The experience of having a self (or a subjective point of view) informs and colors literally everything we think, see, and feel. And yet what, exactly, is a self? Is it the unchanging essence of who we are as individuals? Or is it the historically contingent product of ever-changing cultural and political forces (like the media, gender norms, and ideologies about race, to name just a few)? Or, perhaps, is the belief that we have a self just one big illusion, as the Buddha suggested millennia ago and as modern philosophers and scientists have argued in their own different ways more recently? In this class, we’ll explore the deep mystery of human existence that we call “the self” or “subjectivity,” looking at various attempts to capture, represent, and explain it (even escape it!). Our investigations will be wide-ranging, looking at examples from literature, philosophy, religion, and psychology. Works we’ll study include: Tim O’Brien’s The Things They Carried, Toni Morrison’s Beloved, and Ruth Ozeki’s A Tale for the Time Being, and theoretical writings on the self by Plato, Thoreau, and Jean-Paul Sartre among others. Students who genuinely find the experience of the self puzzling and fascinating will get the most out of this class. Bring an open mind about what it is to have a mind in the first place.

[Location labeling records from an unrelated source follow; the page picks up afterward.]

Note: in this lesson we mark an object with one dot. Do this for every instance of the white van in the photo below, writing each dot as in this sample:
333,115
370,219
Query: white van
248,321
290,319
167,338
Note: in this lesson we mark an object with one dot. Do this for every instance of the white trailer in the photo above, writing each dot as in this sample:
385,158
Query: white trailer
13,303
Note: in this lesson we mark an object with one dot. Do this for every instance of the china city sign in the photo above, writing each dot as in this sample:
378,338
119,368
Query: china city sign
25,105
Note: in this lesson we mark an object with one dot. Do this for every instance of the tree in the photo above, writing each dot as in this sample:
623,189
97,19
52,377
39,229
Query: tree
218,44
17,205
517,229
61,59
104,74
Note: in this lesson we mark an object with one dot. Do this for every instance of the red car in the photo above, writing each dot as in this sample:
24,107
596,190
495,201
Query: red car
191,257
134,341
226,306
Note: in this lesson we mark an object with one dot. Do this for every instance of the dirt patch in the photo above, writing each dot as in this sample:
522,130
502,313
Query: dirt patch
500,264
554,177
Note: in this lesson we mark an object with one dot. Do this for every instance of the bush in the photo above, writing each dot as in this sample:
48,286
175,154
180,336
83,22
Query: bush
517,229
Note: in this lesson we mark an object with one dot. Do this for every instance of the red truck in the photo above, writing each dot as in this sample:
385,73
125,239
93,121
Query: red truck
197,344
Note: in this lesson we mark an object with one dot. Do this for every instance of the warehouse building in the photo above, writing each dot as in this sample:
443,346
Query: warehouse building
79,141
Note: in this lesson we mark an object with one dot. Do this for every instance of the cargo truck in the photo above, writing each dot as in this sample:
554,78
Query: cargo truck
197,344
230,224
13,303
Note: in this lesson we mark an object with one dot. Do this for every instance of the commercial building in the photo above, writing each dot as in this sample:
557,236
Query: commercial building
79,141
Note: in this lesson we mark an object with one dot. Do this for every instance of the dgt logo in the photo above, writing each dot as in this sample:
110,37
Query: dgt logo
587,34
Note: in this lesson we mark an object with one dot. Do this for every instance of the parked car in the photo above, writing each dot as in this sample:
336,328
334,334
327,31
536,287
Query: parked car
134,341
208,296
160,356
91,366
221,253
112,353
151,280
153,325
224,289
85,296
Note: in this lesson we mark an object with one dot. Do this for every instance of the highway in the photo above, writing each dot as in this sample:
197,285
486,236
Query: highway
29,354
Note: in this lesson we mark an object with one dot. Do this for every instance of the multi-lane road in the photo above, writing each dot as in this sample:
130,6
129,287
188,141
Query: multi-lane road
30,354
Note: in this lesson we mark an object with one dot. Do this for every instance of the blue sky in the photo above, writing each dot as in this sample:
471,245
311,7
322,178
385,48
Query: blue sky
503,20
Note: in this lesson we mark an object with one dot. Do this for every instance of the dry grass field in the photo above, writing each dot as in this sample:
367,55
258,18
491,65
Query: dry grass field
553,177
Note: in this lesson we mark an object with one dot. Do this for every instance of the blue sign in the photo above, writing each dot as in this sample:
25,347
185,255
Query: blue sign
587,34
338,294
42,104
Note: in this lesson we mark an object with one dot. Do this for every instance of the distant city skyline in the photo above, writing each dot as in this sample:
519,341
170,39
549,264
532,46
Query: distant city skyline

The Class: Format: seminar; This seminar will be taught as a hybrid seminar. About once a week, the entire class will meet as a group (on Zoom, most likely). The rest of the time we'll meet in smaller (7 student) discussion groups (in-person, with remote students participating via Zoom). Details of the format can't be worked out until registration is done, but this is the general plan.
Limit: 14
Expected: 14
Class#: 5183
Grading: yes pass/fail option, no fifth course option
Requirements/Evaluation: four essays totaling 16 pages; active class participation; participation in other short writing assignments (there will be lots of free writing!)
Prerequisites: none
Enrollment Preferences: first-year students who have not taken or placed out of a 100-level ENGL course
Distributions: Division I Writing Skills
WS Notes: Four essays (ranging in length from 3-6 pages long) in multiple drafts, adding up to 16 pages total. Students will receive from the instructor timely comments on their writing skills, with suggestions for improvement.